As my thesis suffers in its death throes I am drawn back to thinking about its conception, gestation and birth.
I don’t remember the moment the idea of my topic came to me. Somewhere near the very beginning of my Masters dissertation I knew that an MA would never do the ideas justice. I don’t remember choosing the topic of that dissertation or even writing it (what can I say I was working a 40+ hr week and not really rocking the sanity).
But I knew.. I knew it was a PhD and I knew I was the only person to write it.
What I didn’t know was whether I could get a PhD, whether I was good enough. I got a 2.i in my BA, failed to get funding for my MA (hence the full-time job). I didn’t apply for a PhD until after I got the results of my masters, I only applied to one university and I didn’t applying for funding.
It was take the hard route or don’t do it all. In the absence of guidance from my previous department, I knew of no funding opportunities except AHRC or my proposed university. I didn’t have the confidence (or in my mind the grades) for the AHRC and most funding support appeared to be tied to departmental teaching, something I had no experience of and knew I couldn’t commit to because I wanted to stay living with W.
It was surprisingly easy.
I sent an email with a general overview of my research proposal to my potential supervisors; one of whom offered me a few suggestions. I filled in the application form and three months later I was accepted. No grilling, no debate.
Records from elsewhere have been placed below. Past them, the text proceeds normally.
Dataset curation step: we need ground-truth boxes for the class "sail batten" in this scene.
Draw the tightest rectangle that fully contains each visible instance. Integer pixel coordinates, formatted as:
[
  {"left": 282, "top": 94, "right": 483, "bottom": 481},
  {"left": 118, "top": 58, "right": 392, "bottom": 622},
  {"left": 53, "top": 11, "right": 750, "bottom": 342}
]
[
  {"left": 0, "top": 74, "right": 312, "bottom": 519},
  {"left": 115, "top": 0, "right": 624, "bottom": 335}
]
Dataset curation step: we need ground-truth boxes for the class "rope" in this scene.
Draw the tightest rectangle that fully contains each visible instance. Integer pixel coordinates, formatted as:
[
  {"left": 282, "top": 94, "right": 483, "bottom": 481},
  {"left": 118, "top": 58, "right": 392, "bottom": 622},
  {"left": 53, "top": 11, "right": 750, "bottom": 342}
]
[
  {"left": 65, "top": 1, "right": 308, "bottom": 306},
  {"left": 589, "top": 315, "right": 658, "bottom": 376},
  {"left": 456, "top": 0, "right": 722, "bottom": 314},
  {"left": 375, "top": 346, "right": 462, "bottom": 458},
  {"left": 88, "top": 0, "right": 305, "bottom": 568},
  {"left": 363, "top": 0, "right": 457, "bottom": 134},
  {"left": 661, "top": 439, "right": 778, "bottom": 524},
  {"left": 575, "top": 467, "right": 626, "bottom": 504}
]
I went down met my primary supervisor ran a chapter plan passed him and then fell of the face of the world for a few years..
Methodology classes were attended, Research was done and writing begun, I even jumped through the annual monitoring review hoops and passed my upgrade requirements but I mostly I pootled into the world of my own devising. I haven’t even really changed my research topic – though it is of course more tightly defined and didn’t extend to some of the areas I had originally wanted to explore.
Now, post-interruption and with 2 different supervisors to those I started with, 5 years later the beast is nearly complete and I look back and wonder whether I was lucky that the initial process was so straightforward or whether I would have been more ambitious if I had fought for it. Mostly this has been quite an expensive way of reading a lot of books and journals in order to write my own. Though I am aware that my tone and style has tightened through the years and that my supervisors have pushed me to become better at summarising and putting myself forward I have no clear notion of ways that I am a better scholar or researcher…
Only time will tell what the legacy is.